I was mesmerized and fucked. I knew myself once I learn to cling try and shoot or burn me I would still be clinging. It was as if my whole life depended on him one single slip and I would tear.

We were so fragile and now I’m just cold and I look like Whoopie Goldberg on the worst hangover. The reason I decided to write this down was, I tried going out everyday, I tried drinking, I tried lying and motivating myself, I tried giving myself a break, I tried singing, I tried cooking but nothing seemed to cure my broken heart and maybe just maybe writing would just work.

I used to write in the past. It’s been two years since I stopped writing I just couldn’t find my inspiration and getting broken and depressed is the only real thing I was ever good at so here I am.

Augusteum…

As you know as it is it was a building build by Octavian Augustus and it went through bullshit after bullshit but till now it simply stands there in Rome as proud as ever. Maybe it’s not in its best condition or maybe it’s lonely but that’s the point, that’s my story.

I grew up being lonely and I was so helpless I didn’t see the use of fighting it anymore... My friends were such big contributors to my healing process and they’ve been so gentle to me even so to the realisation that I can crack myself up and sob unintentionally. He broke up with me on the day of the speech...

I was assigned to do a speech about Love and it was going to be based on us and I wrote it from my heart. Which meant it was real but he broke up with me just an hour before the speech and I just broke down. My friends stayed back to comfort me it helped I didn’t want to be alone on this. Usually I could just pick myself right up and break down hours later but like I said, I tore.

I felt savage I just wanted everyone to fuck off I was praying and curling in a ball just bursting out praying that God would have pour mercy down on me, I felt like a dying helpless beggar.

Often I’d find myself alone in class just doing homework trying to let everything off my mind and people would come in and reassure me that everything’s going to be okay.

We met on 1 January 2012 and the day before was my birthday I walked along the city till the night poured down, alone. I was just so depressed nobody wanted celebrate my birthday with me. I called a few friends, obviously avoiding spending time with a lonely sad bitch. So I strolled along shopping, savouring myself with Tuna with mayonnaise and lime sauce with pearl tea and walking just figuring how sad I was right then.

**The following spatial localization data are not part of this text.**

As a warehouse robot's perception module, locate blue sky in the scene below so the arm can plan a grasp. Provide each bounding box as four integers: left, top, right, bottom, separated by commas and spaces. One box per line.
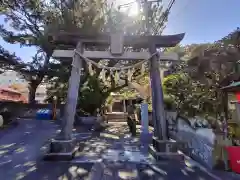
0, 0, 240, 61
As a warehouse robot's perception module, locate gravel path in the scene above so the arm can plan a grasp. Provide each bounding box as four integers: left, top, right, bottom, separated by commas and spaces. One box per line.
0, 120, 237, 180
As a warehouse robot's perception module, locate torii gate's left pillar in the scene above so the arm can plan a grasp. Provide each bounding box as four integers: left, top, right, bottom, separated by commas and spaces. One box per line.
45, 42, 82, 160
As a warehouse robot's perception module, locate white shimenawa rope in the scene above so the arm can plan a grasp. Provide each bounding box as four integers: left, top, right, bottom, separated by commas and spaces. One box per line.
74, 49, 159, 71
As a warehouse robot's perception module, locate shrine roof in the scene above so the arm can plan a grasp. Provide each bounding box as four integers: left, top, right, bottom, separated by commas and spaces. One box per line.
222, 81, 240, 92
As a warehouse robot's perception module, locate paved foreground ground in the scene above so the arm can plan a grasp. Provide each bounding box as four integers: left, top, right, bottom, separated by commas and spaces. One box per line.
0, 120, 237, 180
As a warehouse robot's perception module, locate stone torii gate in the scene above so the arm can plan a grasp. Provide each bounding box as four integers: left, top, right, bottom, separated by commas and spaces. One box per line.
47, 32, 184, 159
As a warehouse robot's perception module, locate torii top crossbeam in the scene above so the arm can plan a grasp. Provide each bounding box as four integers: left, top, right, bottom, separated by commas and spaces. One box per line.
48, 31, 185, 48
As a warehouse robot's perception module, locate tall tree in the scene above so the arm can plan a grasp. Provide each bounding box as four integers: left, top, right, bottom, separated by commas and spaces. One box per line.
0, 0, 108, 102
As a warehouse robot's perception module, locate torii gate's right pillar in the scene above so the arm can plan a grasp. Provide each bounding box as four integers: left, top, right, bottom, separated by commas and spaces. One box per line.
149, 34, 184, 159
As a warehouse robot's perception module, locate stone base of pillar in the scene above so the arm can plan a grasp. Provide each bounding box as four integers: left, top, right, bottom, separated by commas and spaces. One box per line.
44, 139, 78, 161
149, 137, 185, 161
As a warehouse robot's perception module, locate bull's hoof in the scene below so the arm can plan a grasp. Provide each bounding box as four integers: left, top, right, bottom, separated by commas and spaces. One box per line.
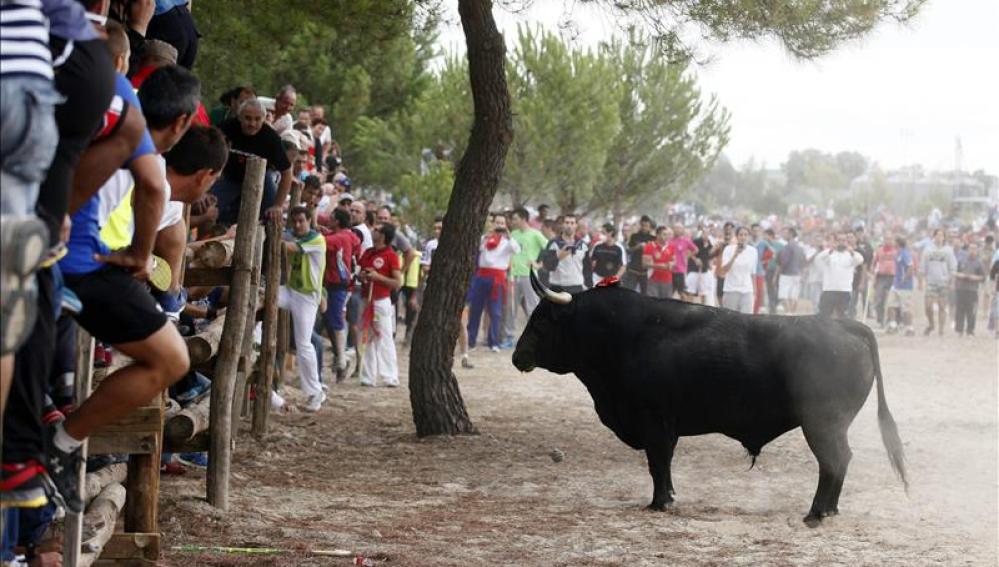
645, 500, 673, 512
801, 513, 822, 528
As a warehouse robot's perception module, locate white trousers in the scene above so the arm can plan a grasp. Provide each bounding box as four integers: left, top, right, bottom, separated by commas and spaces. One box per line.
278, 286, 322, 396
361, 297, 399, 386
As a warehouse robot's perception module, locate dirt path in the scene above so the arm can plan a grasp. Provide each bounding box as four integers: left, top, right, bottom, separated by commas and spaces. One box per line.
160, 330, 999, 567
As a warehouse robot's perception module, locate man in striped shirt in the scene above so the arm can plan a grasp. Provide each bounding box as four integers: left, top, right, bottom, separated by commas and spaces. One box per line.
0, 0, 59, 356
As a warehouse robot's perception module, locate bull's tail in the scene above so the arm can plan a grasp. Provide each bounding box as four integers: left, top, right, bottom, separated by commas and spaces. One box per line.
851, 323, 909, 492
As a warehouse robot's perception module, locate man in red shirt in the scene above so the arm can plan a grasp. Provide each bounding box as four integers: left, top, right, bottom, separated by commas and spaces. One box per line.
358, 223, 402, 388
323, 207, 361, 383
642, 225, 674, 298
872, 230, 898, 327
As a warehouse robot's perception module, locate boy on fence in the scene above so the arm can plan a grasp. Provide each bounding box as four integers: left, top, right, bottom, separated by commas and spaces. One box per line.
278, 205, 326, 411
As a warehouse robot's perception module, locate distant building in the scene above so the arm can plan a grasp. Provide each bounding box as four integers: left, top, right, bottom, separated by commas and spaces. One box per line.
850, 168, 999, 217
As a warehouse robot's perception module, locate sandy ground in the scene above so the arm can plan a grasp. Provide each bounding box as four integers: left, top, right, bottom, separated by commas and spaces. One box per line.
160, 312, 999, 567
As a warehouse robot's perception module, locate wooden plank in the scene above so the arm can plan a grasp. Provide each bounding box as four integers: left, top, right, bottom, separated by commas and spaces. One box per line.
101, 533, 162, 561
62, 326, 96, 567
124, 394, 163, 533
232, 227, 264, 426
96, 406, 163, 435
90, 431, 159, 455
184, 315, 225, 365
77, 483, 125, 567
206, 157, 267, 510
163, 396, 211, 445
163, 431, 211, 453
184, 267, 233, 287
194, 240, 235, 268
253, 221, 281, 439
83, 463, 128, 503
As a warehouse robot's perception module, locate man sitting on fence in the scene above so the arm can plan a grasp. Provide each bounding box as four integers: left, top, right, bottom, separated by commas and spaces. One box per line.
278, 205, 326, 411
43, 122, 225, 509
212, 98, 292, 224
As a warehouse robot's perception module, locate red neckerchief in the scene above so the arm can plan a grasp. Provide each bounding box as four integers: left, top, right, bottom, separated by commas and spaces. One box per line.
596, 276, 621, 287
486, 232, 503, 250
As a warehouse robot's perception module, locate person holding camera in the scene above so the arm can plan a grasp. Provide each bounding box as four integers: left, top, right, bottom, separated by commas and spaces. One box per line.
815, 233, 864, 319
468, 214, 520, 352
642, 225, 675, 299
542, 213, 589, 293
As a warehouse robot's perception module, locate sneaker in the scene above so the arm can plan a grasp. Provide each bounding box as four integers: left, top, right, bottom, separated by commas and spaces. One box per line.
61, 287, 83, 315
305, 392, 326, 412
149, 254, 173, 295
45, 425, 83, 514
0, 460, 54, 508
0, 216, 49, 354
173, 372, 212, 407
155, 288, 187, 322
177, 452, 208, 469
271, 390, 285, 410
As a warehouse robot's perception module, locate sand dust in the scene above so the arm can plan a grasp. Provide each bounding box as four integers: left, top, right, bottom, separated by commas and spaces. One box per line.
160, 320, 999, 567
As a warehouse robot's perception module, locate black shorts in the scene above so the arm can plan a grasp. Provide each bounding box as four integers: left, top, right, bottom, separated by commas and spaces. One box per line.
66, 266, 167, 345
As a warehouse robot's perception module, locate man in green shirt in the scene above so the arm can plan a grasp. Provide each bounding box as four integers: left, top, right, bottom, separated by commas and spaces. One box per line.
502, 207, 548, 348
278, 205, 326, 411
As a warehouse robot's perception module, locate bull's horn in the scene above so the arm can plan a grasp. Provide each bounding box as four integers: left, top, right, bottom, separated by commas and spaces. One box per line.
531, 268, 572, 305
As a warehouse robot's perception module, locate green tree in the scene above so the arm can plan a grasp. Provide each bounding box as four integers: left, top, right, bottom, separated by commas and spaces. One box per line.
349, 57, 472, 192
396, 160, 454, 233
588, 34, 729, 222
409, 0, 924, 436
500, 26, 620, 211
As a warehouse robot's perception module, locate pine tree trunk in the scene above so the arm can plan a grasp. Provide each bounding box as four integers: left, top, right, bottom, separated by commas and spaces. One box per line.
409, 0, 513, 437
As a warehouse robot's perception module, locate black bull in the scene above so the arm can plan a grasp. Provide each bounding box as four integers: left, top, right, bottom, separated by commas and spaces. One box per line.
513, 273, 907, 526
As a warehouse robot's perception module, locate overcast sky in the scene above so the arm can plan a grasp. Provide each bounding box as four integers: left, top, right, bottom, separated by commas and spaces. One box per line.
441, 0, 999, 174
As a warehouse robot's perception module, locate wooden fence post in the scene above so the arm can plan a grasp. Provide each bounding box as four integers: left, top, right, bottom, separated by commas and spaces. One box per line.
62, 323, 94, 566
232, 227, 264, 437
253, 220, 281, 439
207, 157, 267, 510
275, 183, 302, 390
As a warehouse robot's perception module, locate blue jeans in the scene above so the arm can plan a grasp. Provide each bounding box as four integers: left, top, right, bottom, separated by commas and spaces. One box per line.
211, 169, 277, 224
0, 77, 61, 220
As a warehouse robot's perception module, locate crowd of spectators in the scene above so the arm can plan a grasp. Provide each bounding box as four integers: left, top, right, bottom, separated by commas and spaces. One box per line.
456, 205, 999, 350
0, 0, 999, 561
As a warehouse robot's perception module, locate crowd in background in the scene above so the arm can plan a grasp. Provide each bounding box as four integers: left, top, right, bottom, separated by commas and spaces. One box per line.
0, 0, 999, 561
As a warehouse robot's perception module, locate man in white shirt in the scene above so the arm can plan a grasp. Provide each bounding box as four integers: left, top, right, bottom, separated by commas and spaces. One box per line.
716, 226, 759, 315
545, 214, 588, 293
468, 214, 524, 352
815, 233, 864, 319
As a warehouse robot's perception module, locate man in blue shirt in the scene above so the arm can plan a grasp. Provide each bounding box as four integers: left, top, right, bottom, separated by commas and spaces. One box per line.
48, 66, 203, 511
887, 236, 916, 337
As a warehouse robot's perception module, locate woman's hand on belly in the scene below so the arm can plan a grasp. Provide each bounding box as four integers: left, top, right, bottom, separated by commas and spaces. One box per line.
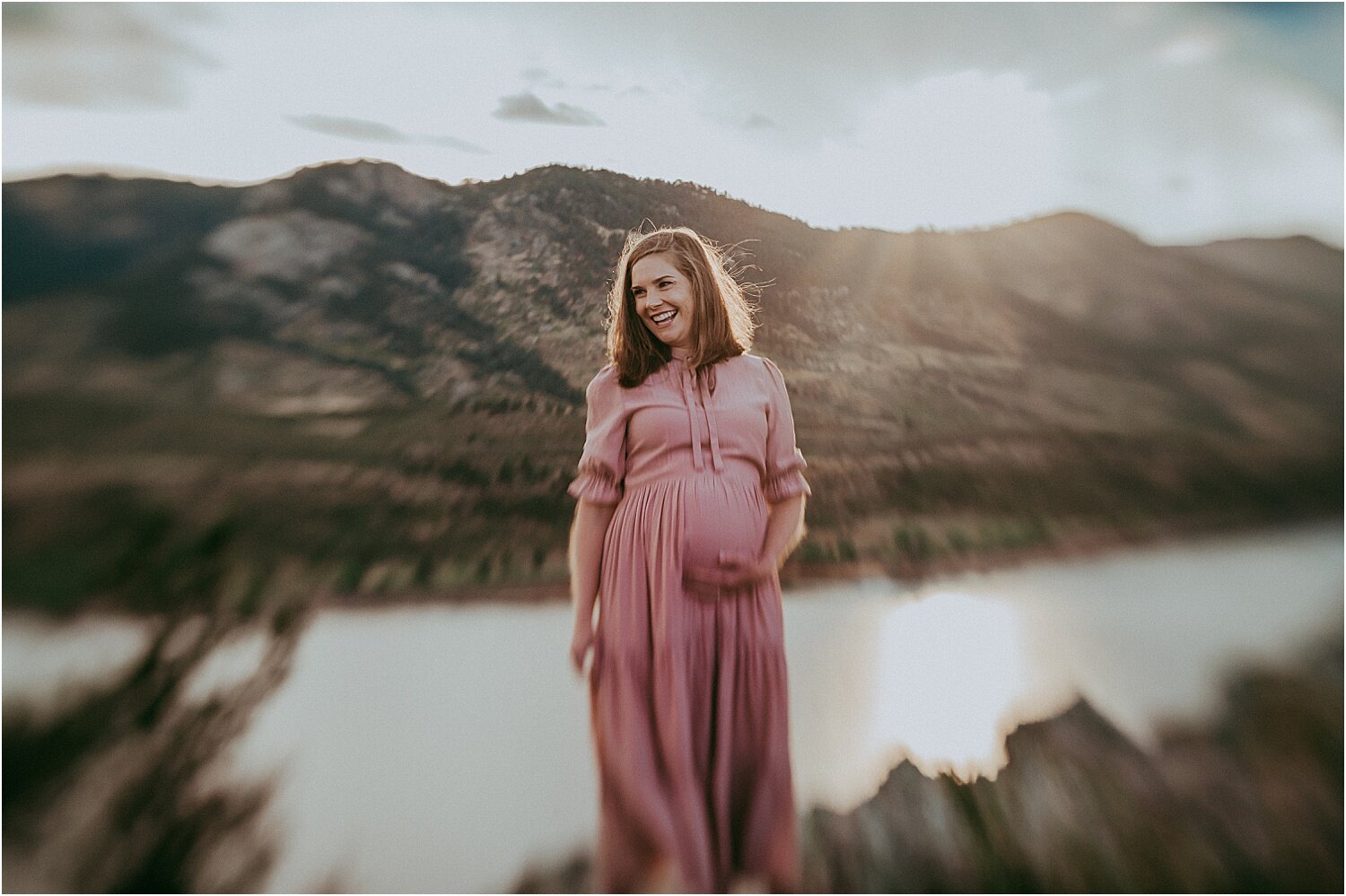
684, 551, 775, 589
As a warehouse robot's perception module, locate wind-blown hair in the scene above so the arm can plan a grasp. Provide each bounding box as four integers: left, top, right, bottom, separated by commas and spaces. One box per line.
607, 228, 761, 387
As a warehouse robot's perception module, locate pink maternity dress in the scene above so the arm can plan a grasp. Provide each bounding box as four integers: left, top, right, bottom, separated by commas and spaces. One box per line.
570, 350, 809, 892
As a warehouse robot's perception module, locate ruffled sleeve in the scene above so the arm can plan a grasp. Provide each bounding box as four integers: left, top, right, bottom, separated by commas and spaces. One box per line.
567, 366, 626, 505
762, 358, 813, 503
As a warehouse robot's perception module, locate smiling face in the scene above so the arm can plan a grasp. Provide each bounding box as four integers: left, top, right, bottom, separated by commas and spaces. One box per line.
632, 252, 696, 352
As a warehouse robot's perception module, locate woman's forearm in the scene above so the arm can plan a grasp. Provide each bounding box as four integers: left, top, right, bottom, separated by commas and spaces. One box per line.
762, 495, 804, 568
568, 500, 616, 622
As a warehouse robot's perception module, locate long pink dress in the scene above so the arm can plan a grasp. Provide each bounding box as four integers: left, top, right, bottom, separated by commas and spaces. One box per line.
570, 350, 809, 892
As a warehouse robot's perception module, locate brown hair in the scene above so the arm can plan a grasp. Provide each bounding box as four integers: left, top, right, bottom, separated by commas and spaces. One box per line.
607, 228, 761, 387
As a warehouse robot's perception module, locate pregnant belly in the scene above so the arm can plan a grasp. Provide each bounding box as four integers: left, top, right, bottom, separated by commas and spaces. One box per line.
683, 478, 767, 584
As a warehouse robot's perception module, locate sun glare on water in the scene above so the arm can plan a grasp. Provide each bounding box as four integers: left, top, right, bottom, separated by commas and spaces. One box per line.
871, 592, 1030, 779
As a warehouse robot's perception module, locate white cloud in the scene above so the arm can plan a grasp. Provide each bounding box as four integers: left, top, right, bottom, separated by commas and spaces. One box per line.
4, 4, 1342, 245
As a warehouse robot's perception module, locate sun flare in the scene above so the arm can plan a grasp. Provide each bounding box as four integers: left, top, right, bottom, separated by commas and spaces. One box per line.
872, 592, 1028, 779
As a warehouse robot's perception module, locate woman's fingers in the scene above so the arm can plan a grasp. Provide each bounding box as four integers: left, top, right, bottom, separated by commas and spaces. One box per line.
571, 629, 594, 675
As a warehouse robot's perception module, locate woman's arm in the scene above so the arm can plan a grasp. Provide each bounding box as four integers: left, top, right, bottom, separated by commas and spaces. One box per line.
568, 500, 616, 673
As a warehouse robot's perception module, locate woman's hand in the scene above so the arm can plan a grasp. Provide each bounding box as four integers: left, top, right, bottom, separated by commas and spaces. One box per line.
686, 551, 775, 589
571, 619, 594, 675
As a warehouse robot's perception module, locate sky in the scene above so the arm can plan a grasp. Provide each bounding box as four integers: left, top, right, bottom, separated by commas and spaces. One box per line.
0, 3, 1343, 247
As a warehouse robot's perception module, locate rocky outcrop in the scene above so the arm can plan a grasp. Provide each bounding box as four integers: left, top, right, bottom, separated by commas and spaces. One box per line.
516, 640, 1343, 893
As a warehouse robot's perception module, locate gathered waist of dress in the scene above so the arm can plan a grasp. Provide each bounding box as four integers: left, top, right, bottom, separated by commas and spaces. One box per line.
624, 465, 762, 498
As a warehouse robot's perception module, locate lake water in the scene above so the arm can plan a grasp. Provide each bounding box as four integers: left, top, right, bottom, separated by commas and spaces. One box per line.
4, 524, 1343, 892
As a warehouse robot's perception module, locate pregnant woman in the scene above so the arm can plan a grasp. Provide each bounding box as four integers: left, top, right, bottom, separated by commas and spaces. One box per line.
570, 228, 809, 892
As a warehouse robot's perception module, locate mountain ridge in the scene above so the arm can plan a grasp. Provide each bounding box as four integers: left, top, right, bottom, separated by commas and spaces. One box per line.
3, 161, 1342, 611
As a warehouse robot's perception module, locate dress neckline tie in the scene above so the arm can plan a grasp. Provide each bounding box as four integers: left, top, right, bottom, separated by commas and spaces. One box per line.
673, 349, 724, 473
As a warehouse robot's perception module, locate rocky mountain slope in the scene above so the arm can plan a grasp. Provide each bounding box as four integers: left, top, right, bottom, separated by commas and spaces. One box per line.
3, 161, 1342, 608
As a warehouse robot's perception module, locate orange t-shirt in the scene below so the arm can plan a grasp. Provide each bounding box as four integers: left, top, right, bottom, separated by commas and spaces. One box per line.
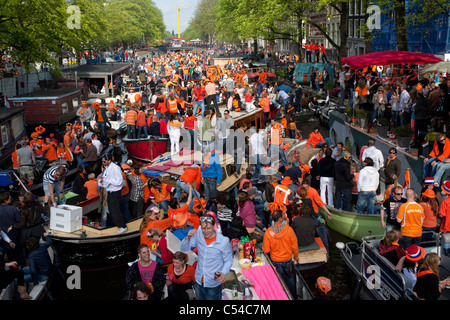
306, 186, 325, 212
83, 180, 98, 200
397, 201, 425, 238
167, 264, 195, 284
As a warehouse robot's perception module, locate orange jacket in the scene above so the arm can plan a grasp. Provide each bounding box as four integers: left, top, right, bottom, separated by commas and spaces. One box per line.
262, 224, 298, 262
84, 180, 98, 200
430, 138, 450, 161
150, 183, 174, 203
306, 131, 325, 149
57, 147, 73, 162
141, 217, 173, 248
273, 184, 292, 206
123, 109, 137, 126
180, 167, 202, 191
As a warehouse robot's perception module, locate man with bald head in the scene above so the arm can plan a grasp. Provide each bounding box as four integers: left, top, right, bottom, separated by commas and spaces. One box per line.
396, 188, 425, 250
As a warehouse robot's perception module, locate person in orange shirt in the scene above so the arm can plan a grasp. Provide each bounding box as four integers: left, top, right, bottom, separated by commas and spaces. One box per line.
42, 137, 58, 163
150, 179, 175, 214
139, 205, 175, 248
63, 128, 73, 152
439, 181, 450, 234
136, 107, 148, 139
173, 164, 202, 211
123, 105, 137, 139
30, 132, 44, 159
56, 142, 73, 164
305, 127, 325, 149
83, 173, 99, 200
262, 210, 299, 297
396, 188, 425, 250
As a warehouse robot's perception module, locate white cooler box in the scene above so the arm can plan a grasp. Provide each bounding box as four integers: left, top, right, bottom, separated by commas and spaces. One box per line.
50, 204, 83, 232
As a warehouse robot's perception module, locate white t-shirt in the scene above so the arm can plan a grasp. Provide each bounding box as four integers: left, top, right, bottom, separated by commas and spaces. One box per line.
92, 139, 102, 156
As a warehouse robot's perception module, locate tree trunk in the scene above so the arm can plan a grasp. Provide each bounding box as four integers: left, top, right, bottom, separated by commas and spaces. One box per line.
394, 0, 408, 51
338, 2, 348, 64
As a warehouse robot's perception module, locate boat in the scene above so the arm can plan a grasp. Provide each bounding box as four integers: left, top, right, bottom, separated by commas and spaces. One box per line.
122, 136, 169, 162
336, 233, 450, 300
319, 205, 384, 241
0, 108, 26, 168
0, 239, 56, 301
143, 150, 248, 192
47, 218, 142, 270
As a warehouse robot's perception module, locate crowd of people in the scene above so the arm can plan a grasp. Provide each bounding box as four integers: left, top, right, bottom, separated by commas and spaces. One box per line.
1, 46, 450, 300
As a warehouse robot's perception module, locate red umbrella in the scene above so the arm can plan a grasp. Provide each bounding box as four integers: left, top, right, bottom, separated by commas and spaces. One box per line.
341, 51, 442, 69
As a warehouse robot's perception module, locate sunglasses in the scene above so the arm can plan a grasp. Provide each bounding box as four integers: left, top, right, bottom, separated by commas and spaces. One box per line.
200, 217, 214, 223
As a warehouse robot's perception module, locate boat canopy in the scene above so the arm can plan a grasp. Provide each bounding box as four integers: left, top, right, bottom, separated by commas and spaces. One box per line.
341, 51, 442, 69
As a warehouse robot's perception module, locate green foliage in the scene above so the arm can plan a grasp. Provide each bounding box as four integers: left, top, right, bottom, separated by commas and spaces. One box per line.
394, 125, 413, 137
424, 131, 438, 142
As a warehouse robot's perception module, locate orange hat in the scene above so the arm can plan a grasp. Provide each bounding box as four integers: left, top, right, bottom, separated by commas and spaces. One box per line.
422, 189, 436, 198
441, 181, 450, 194
281, 176, 292, 186
172, 212, 190, 228
317, 277, 331, 294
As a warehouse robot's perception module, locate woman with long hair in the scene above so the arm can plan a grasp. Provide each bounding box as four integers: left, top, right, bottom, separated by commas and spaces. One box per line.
413, 252, 447, 300
237, 192, 256, 234
419, 189, 439, 241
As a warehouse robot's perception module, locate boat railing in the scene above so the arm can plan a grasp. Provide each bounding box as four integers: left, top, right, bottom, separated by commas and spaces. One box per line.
288, 262, 314, 300
359, 241, 410, 300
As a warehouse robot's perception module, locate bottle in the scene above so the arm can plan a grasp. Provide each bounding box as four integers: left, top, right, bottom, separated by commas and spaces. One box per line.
231, 284, 239, 300
244, 288, 252, 300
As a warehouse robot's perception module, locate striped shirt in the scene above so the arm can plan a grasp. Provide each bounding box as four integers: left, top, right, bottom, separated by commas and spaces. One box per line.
42, 166, 67, 184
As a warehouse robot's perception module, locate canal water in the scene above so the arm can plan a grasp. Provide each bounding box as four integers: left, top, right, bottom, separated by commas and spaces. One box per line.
48, 112, 352, 300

It was at a wedding and he greeted me and gave me his number blah, blah and blah we got together. Love and hope were the only things we were living by. I lacked common sense and I knew it was not going to work. I just wanted to believe in it so badly I sunk in a lie so great it burned like a bitch at last. We went on one date he took me to dinner and we spent some time together cuddling in his hotel room.

I was certain he might rape me but he didn’t, he just stared at me and kept kissing me. I mean how can you deny this? Unless, you’re gay that is. I mentioned this and he said “My dear, I can’t and will not do anything to harm you. I hope you understand that I love you and I want to take care of you and not hurt you. I love you.” That was the exact god damn moment I finally let everything drop and just fell for his words. While driving me home we held hands so tight I could see his eyes and notice he was nearly in tears every time the red light was on he would lean over and kiss me, he even made stops for cuddling.

Because it was the last time we would be able to see each other he was going to be miles away from me and the only thing that we could depend on was Skype and my phone. Arriving there he still couldn’t let me go he stared at me and his eyes were so watery I felt guilty for leaving. He seemed like a poor desperate child in need of love which was opposite of his public image. Snobby and egoistic. We kissed and I left I couldn’t stop walking if I looked back I would just break down and run back to him which would make it harder for both of us.

At approximately 5:30am we were officially together and this time I was the one who asked him to be my love. I didn’t know if it was out of guilt or pure love. But now I didn’t even see the point anymore. It was over.